Multivariate detector by abaranov25 · Pull Request #52 · sintel-dev/sigllm

abaranov25 · 2025-12-10T18:21:26Z

Resolve #57
Added a multivariate detector pipeline with various formatting methods.

…K-means branch

sarahmish · 2026-02-08T22:51:52Z

sigllm/primitives/forecasting/huggingface.py

        raw=False,
        samples=1,
        padding=0,
+        multivariate_allowed_symbols = [],


add multivariate_allowed_symbols to the docstrings above

sarahmish · 2026-02-08T22:53:05Z

sigllm/primitives/formatting/digit_interleave.py

@@ -0,0 +1,72 @@
+from .multivariate_formatting import MultivariateFormattingMethod


we rely on absolute imports rather than relative in our packaging:

Suggested change

from .multivariate_formatting import MultivariateFormattingMethod

from sigllm.primitives.formatting.multivariate_formatting import MultivariateFormattingMethod

sarahmish · 2026-02-08T23:00:24Z

sigllm/primitives/formatting/digit_interleave.py

+from .multivariate_formatting import MultivariateFormattingMethod
+import numpy as np


typically we follow the following structure for imports:

# python inherent libraries (e.g. import os) # 3rd party libraries (e.g. import numpy) # this library (e.g. import sigllm)
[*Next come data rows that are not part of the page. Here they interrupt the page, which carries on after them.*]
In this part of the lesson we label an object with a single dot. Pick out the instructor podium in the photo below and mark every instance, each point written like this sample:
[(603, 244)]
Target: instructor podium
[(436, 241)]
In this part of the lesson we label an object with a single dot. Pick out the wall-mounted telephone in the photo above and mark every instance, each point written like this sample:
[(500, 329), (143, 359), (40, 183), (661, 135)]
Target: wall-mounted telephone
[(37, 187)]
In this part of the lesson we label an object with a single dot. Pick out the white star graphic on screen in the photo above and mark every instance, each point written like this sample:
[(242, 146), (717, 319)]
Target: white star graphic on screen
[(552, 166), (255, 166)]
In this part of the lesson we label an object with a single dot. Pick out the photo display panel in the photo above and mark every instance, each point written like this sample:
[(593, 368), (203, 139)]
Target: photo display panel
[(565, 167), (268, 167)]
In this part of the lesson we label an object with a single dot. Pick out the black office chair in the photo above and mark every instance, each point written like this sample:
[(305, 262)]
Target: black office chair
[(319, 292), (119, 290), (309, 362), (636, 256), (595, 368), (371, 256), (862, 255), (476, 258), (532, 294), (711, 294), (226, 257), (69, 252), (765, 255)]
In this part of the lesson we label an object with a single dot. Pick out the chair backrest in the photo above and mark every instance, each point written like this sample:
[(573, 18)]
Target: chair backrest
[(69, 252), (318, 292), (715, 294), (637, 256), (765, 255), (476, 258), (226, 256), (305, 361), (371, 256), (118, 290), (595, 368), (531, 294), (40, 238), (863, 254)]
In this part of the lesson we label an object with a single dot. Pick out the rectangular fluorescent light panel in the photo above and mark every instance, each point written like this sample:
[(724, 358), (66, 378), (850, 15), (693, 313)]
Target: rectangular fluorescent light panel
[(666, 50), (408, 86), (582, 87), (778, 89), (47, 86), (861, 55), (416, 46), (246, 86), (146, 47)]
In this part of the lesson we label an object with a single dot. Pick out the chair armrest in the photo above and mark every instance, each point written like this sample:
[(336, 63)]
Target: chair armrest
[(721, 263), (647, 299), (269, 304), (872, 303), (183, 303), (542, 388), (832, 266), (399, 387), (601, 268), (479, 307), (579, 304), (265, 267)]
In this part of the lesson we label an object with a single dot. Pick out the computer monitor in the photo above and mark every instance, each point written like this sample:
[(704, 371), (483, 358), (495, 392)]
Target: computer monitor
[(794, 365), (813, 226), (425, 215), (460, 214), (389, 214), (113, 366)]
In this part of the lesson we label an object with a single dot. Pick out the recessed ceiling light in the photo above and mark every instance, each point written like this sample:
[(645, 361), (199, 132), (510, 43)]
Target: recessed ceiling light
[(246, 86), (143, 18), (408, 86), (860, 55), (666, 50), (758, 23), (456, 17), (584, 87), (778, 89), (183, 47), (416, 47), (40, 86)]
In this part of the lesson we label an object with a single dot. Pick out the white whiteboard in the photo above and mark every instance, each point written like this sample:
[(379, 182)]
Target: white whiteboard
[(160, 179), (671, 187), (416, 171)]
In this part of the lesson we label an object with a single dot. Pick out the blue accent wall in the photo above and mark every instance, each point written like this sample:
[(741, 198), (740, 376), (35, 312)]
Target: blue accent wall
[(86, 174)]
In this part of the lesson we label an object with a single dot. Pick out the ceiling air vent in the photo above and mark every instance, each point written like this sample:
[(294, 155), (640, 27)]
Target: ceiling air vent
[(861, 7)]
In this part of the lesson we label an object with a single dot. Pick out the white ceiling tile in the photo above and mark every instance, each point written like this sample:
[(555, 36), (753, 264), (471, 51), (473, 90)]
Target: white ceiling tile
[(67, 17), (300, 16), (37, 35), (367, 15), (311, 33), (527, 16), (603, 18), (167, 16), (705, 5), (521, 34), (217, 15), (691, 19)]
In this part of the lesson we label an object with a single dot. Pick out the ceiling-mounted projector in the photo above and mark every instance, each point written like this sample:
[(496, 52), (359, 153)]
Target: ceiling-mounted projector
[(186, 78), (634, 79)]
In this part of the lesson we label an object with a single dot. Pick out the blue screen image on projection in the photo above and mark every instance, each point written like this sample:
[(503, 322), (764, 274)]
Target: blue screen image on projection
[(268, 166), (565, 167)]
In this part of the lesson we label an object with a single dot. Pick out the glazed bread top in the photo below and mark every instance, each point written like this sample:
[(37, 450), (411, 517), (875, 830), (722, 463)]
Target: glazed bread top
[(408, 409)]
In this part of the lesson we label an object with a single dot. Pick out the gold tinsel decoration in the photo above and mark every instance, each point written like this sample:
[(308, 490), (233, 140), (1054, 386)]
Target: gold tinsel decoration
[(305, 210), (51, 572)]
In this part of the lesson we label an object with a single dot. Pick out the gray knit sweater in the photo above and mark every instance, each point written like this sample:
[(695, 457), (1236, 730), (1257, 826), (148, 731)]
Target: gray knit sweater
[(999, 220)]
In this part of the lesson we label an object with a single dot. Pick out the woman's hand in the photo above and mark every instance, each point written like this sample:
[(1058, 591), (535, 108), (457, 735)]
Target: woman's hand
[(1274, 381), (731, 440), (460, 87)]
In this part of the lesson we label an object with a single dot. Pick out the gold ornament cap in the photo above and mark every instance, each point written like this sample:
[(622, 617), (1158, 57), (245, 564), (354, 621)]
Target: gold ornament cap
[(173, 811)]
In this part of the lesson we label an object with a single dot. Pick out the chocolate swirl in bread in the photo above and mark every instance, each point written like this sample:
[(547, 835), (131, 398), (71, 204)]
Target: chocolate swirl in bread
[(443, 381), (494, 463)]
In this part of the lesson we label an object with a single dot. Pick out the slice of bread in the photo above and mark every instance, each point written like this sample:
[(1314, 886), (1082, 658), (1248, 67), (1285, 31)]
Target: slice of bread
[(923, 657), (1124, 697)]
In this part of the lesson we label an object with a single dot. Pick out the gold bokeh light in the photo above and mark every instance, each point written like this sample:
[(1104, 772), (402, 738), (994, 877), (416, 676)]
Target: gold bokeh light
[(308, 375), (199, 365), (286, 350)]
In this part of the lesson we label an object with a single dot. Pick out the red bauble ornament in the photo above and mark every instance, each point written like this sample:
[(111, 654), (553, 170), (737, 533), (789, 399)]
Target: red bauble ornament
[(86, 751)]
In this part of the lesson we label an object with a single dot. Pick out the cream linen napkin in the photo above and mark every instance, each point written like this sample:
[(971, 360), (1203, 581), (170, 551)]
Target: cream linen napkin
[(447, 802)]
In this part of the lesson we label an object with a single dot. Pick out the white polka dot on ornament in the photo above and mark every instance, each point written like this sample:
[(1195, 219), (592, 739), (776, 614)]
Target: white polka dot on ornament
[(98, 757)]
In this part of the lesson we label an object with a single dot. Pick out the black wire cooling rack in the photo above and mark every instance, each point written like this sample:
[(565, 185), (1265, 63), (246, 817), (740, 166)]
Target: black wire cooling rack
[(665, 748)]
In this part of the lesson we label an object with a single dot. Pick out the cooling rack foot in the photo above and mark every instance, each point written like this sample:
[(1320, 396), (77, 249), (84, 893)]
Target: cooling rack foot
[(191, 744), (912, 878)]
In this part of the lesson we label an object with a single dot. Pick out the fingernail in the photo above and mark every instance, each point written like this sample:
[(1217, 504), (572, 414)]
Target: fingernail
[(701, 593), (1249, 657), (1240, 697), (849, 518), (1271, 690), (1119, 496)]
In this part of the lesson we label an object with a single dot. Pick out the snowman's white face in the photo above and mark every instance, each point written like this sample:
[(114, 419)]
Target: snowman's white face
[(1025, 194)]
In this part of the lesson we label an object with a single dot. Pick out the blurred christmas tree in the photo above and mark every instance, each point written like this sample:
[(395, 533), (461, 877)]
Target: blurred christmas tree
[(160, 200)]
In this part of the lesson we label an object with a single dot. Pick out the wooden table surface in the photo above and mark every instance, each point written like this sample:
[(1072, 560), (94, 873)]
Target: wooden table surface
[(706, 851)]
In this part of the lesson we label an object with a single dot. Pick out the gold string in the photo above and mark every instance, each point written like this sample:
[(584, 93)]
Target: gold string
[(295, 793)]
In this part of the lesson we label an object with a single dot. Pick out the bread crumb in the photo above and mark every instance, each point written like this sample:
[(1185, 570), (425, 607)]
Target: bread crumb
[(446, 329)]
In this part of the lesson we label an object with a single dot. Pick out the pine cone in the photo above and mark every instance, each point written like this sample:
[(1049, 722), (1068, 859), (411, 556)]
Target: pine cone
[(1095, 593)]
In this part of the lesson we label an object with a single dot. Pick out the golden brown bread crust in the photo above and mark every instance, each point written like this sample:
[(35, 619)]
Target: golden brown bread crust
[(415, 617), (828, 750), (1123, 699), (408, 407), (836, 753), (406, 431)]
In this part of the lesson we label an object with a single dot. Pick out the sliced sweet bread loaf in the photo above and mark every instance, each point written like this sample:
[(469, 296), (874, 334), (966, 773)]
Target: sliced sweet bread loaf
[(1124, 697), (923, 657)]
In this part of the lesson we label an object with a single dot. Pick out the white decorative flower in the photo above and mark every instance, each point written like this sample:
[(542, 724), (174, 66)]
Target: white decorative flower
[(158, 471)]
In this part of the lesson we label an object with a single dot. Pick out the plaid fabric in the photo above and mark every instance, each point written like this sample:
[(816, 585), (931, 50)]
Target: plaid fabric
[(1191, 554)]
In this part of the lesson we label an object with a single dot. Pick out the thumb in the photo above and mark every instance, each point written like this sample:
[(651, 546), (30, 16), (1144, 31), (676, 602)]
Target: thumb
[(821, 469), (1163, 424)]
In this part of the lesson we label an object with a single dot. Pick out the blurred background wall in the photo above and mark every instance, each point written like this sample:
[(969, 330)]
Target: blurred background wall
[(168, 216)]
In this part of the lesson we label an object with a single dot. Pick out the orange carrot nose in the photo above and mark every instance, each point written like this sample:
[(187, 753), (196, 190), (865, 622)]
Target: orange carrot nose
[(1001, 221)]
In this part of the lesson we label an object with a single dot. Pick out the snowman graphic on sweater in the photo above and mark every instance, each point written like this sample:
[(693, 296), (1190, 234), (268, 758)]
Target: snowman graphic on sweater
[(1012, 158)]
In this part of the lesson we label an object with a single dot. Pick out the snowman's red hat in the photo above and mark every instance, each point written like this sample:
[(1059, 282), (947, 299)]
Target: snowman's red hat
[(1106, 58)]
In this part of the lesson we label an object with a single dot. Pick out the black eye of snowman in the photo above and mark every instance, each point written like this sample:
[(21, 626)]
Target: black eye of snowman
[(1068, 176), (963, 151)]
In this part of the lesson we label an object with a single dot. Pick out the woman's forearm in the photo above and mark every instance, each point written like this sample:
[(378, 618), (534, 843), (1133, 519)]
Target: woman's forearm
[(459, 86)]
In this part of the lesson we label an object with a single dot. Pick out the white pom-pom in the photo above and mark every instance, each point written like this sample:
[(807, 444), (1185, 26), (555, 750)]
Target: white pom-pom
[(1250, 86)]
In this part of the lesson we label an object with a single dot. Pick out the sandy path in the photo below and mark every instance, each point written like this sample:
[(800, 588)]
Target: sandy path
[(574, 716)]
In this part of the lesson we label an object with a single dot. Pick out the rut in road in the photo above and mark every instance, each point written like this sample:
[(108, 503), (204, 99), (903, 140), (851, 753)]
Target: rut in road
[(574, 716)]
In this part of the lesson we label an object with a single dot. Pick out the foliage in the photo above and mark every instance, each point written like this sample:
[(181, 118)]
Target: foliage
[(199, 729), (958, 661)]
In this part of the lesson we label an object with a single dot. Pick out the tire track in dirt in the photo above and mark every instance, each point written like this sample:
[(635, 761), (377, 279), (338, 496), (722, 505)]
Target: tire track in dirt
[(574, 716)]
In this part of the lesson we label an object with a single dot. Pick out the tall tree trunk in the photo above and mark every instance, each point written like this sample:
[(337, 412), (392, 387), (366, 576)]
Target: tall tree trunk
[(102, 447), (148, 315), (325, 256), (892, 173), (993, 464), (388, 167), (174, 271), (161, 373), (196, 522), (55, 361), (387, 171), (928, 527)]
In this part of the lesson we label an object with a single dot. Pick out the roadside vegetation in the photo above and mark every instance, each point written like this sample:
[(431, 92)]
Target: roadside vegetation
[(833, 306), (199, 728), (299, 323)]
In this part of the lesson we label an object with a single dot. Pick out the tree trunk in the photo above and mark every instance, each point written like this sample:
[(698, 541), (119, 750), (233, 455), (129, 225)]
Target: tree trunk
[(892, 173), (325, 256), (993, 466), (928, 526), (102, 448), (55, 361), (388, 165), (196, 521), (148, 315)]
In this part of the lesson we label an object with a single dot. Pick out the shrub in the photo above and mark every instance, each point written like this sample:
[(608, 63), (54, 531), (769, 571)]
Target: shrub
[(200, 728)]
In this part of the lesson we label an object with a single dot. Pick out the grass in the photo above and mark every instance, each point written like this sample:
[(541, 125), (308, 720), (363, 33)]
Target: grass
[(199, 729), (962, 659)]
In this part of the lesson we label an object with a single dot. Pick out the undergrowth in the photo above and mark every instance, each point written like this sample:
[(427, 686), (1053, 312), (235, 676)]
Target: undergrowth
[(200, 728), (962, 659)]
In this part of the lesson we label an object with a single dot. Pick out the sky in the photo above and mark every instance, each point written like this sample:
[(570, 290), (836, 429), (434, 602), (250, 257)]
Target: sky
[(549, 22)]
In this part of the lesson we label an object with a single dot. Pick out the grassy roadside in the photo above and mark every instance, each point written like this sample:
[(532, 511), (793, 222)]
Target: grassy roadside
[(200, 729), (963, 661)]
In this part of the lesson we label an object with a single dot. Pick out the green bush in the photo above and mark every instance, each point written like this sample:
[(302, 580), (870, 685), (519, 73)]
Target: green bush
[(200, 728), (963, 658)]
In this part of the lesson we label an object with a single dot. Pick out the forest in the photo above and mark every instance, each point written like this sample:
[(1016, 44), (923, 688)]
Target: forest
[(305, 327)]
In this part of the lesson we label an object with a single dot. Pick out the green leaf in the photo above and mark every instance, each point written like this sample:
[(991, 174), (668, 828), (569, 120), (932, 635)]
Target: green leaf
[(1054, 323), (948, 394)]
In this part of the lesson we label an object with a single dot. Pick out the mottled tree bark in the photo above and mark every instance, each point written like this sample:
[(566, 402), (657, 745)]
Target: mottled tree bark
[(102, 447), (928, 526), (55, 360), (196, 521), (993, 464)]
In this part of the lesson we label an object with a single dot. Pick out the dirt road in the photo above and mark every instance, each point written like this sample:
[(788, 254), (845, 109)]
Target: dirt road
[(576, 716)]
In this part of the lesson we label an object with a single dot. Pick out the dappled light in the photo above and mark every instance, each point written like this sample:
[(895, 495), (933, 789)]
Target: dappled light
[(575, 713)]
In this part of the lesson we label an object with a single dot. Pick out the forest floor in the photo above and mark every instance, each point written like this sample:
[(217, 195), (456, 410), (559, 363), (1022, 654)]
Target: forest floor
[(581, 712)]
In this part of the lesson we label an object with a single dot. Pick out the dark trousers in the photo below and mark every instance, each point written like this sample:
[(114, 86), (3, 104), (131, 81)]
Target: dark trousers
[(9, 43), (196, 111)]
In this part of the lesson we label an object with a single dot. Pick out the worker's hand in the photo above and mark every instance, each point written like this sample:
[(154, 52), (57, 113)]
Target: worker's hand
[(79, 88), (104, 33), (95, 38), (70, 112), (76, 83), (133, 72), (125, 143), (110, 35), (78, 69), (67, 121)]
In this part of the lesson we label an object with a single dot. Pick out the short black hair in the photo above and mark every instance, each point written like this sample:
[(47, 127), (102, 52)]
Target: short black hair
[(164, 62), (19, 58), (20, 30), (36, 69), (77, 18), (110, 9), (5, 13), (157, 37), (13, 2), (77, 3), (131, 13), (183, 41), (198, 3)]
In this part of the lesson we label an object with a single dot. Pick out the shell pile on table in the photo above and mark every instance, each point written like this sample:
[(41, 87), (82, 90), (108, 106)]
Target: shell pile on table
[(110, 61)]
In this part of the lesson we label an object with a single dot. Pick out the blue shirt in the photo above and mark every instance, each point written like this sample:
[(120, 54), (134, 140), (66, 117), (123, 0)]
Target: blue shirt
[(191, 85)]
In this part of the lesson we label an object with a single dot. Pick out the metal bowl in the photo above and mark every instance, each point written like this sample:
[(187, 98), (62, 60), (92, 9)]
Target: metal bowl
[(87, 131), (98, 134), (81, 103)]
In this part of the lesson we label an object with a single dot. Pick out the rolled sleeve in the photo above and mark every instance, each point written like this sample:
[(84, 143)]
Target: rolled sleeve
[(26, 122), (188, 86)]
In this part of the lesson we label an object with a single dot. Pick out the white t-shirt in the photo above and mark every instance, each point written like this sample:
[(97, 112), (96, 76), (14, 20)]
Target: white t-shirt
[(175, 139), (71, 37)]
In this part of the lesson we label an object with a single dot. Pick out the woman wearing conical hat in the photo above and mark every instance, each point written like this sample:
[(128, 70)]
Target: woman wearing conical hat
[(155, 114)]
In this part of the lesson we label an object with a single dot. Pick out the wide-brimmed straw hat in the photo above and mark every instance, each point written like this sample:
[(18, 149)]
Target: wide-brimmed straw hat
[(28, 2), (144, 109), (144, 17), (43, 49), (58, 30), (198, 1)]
this is google python style coding, so in your case it will be:

import numpy as np from sigllm.primitives.formatting.multivariate_formatting import MultivariateFormattingMethod

sarahmish · 2026-02-08T23:01:49Z

sigllm/primitives/formatting/digit_interleave.py

+if __name__ == "__main__":
+    method = DigitInterleave(digits_per_timestamp=3)
+    method.test_multivariate_formatting_validity(verbose=False)
+    errs, y_hat, y = method.run_pipeline(return_y_hat=True)
+    print(errs)
+    print(y_hat)
+    print(y)


after you finish testing, this can be removed.

sarahmish · 2026-02-08T23:07:22Z

sigllm/primitives/formatting/multivariate_formatting.py

+        })
+
+
+    def run_pipeline(self, data=create_test_data(), 


what's the purpose of this method? It can be removed or moved to utils since it doesn't belong in formatting

sarahmish · 2026-02-08T23:11:01Z

tutorials/pipelines/detector-pipeline.ipynb

can you remove this file from the PR? I don't think it's related.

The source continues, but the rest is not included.